Bundesgerichtshof zur Unwirksamkeit nicht hinreichend verständlicher Quotenabgeltungsklausel für Schönheitsreparaturen

Eine Abgeltungsklausel in Allgemeinen Geschäftsbedingungen (AGB), die den Mieter für den Fall, dass die Schönheitsreparaturen bei seinem Auszug noch nicht fällig sind, dazu verpflichtet, „angelaufene Renovierungsintervalle zeitanteilig zu entschädigen“, ist wegen Verstoßes gegen das Transparenzgebot unwirksam.
Die Beklagten waren Mieter einer Wohnung des Klägers. Über die Verpflichtung zur Vornahme laufender Schönheitsreparaturen enthält der vorformulierte Mietvertrag in § 8 Ziffer 2 folgende Bestimmung:
Der Mieter hat insbesondere die Verpflichtung, auf seine Kosten alle Schönheitsreparaturen … auszuführen bzw. ausführen zu lassen… Diese Arbeiten sind ab Mietbeginn in der Regel in Küchen, Bädern und Toiletten spätestens nach drei Jahren, in Wohnräumen, Schlafräumen, Dielen… spätestens nach fünf Jahren und in sonstigen Räumlichkeiten… spätestens nach sieben Jahren zu tätigen.

§ 12 Abs. 1 des Mietvertrags enthält eine Quotenabgeltungsklausel, die bestimmt:
Die Mieträume sind zum Vertragsablauf geräumt, sauber und in dem Zustand zurückzugeben, in dem sie sich bei regelmäßiger Vornahme der Schönheitsreparaturen – vgl. § 8 Ziff. 2 – befinden müssen, wobei angelaufene Renovierungsintervalle – vgl. § 8 Ziff. 2 – vom Mieter zeitanteilig zu entschädigen sind, und zwar nach Wahl des Mieters in Geld auf der Basis eines Kostenvoranschlages oder durch fachgerechte Renovierung durch den Mieter.
 
Der Kläger nimmt die Beklagten nach Beendigung des Mietverhältnisses auf Kostenerstattung wegen nicht vorgenommener Schönheitsreparaturen in Anspruch.
Die Abgeltungsklausel in § 12 Abs. 1 des Mietvertrags ist wegen Intransparenz gemäß § 307 Abs. 1 Satz 2 BGB (Transparenzgebot) unwirksam, weil ihr nicht entnommen werden kann, was unter einem „angelaufenen Renovierungsintervall“ zu verstehen ist und wie das für die konkrete Berechnung der Abgeltungsquote maßgebliche Intervall ermittelt werden soll. Daher besteht kein entsprechender Zahlungsanspruch.

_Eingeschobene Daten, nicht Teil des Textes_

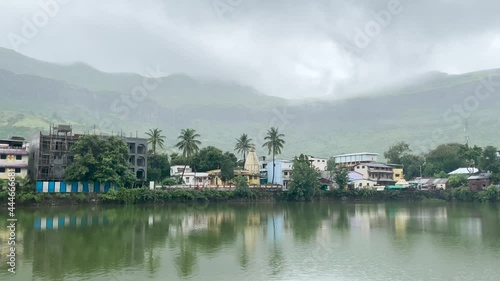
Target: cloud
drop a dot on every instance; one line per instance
(284, 48)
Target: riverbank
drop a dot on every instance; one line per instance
(146, 196)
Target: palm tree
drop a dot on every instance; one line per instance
(274, 143)
(188, 144)
(155, 139)
(243, 146)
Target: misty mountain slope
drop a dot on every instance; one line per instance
(423, 113)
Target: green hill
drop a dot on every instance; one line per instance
(424, 113)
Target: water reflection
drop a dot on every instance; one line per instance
(252, 241)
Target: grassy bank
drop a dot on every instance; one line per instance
(146, 196)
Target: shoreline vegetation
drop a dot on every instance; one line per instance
(146, 196)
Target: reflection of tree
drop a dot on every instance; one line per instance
(305, 219)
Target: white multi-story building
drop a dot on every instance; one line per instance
(190, 177)
(356, 158)
(14, 156)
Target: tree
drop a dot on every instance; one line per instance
(411, 165)
(274, 143)
(489, 161)
(304, 181)
(208, 158)
(243, 146)
(188, 144)
(241, 187)
(101, 160)
(158, 167)
(396, 152)
(155, 139)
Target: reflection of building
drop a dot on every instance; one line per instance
(13, 157)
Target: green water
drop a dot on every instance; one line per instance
(294, 241)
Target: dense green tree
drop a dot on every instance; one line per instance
(304, 181)
(155, 139)
(243, 146)
(274, 143)
(445, 157)
(396, 152)
(102, 160)
(188, 144)
(158, 167)
(489, 161)
(241, 187)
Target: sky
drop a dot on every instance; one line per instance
(287, 48)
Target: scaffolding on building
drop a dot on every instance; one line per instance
(54, 153)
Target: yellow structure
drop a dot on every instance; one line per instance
(215, 177)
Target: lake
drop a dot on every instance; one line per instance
(261, 241)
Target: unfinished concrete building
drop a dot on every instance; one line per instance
(53, 154)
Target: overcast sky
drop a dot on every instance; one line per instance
(288, 48)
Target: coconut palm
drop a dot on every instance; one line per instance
(274, 143)
(155, 139)
(243, 146)
(188, 144)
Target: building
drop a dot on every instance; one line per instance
(138, 156)
(480, 181)
(397, 172)
(252, 166)
(464, 171)
(282, 170)
(362, 183)
(189, 177)
(318, 163)
(356, 158)
(14, 154)
(52, 154)
(215, 177)
(381, 173)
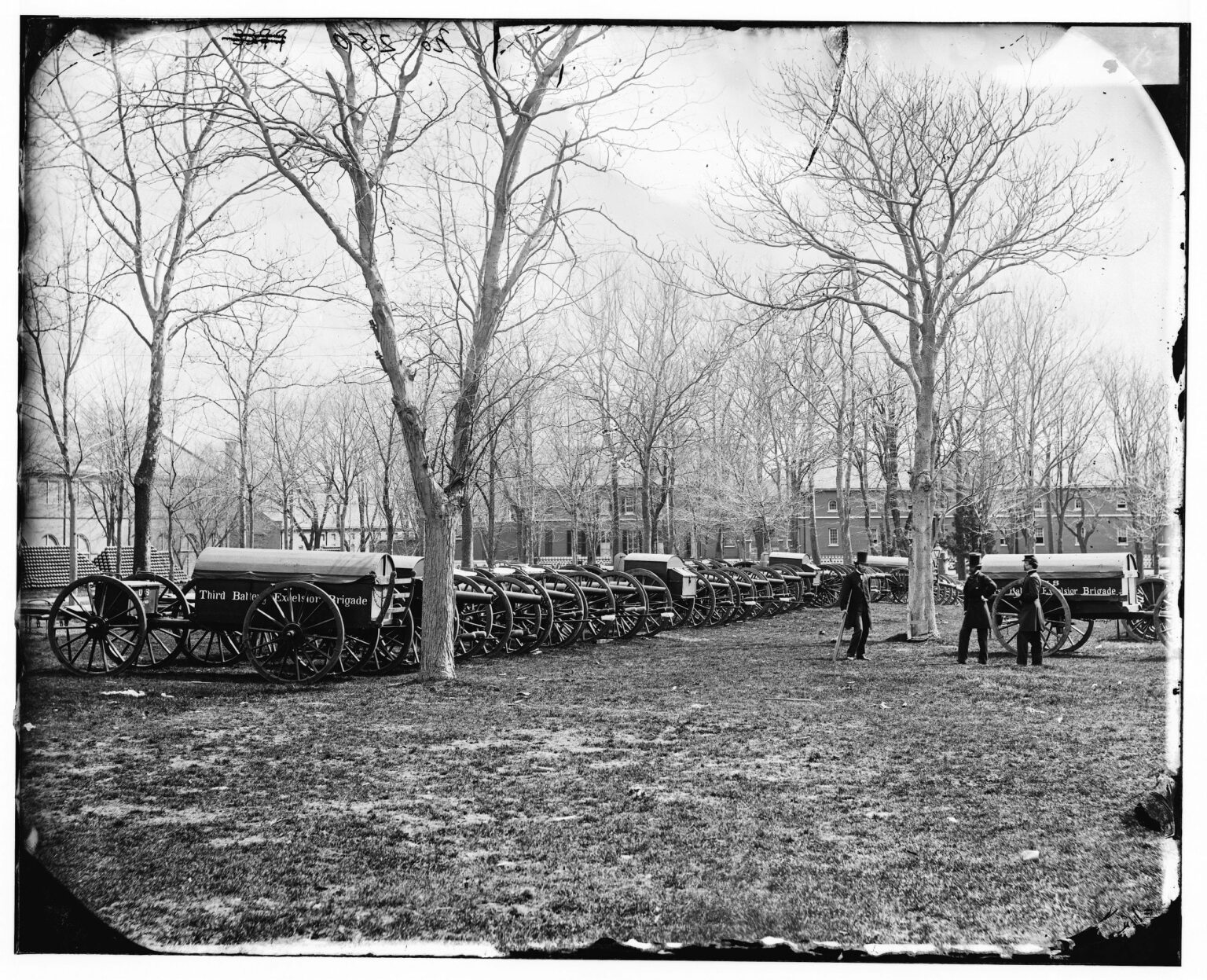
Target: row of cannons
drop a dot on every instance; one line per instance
(302, 615)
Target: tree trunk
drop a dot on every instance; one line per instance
(921, 572)
(466, 534)
(439, 615)
(144, 478)
(74, 553)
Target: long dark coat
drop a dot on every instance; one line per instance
(979, 590)
(855, 597)
(1031, 613)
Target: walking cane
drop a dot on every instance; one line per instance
(842, 629)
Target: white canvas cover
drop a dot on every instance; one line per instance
(1076, 565)
(270, 565)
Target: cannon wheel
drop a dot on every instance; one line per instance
(658, 601)
(1079, 631)
(1006, 617)
(358, 647)
(528, 618)
(547, 610)
(164, 644)
(1146, 626)
(97, 626)
(827, 588)
(569, 608)
(294, 640)
(211, 647)
(632, 604)
(600, 603)
(392, 652)
(705, 603)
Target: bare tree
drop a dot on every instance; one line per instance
(62, 304)
(247, 351)
(925, 192)
(144, 121)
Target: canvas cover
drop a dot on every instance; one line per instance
(268, 565)
(1077, 565)
(797, 559)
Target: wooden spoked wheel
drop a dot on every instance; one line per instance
(828, 588)
(600, 604)
(211, 647)
(546, 601)
(394, 651)
(725, 595)
(1004, 613)
(164, 642)
(358, 646)
(1150, 624)
(1079, 631)
(97, 626)
(705, 603)
(794, 583)
(294, 633)
(659, 607)
(475, 629)
(632, 605)
(526, 601)
(569, 608)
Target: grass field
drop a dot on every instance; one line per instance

§ 8 Ziffer 2 des Mietvertrages wurde demgegenüber als wirksam angesehen, da keine starren Renovierungsfristen vorgesehen sind. Bei einem unterdurchschnittlichen Abnutzungsgrad kann der Mieter nach diesem ausdrücklich nur „in der Regel“ geltenden Fristenplan eine längere Renovierungsfrist in Anspruch nehmen.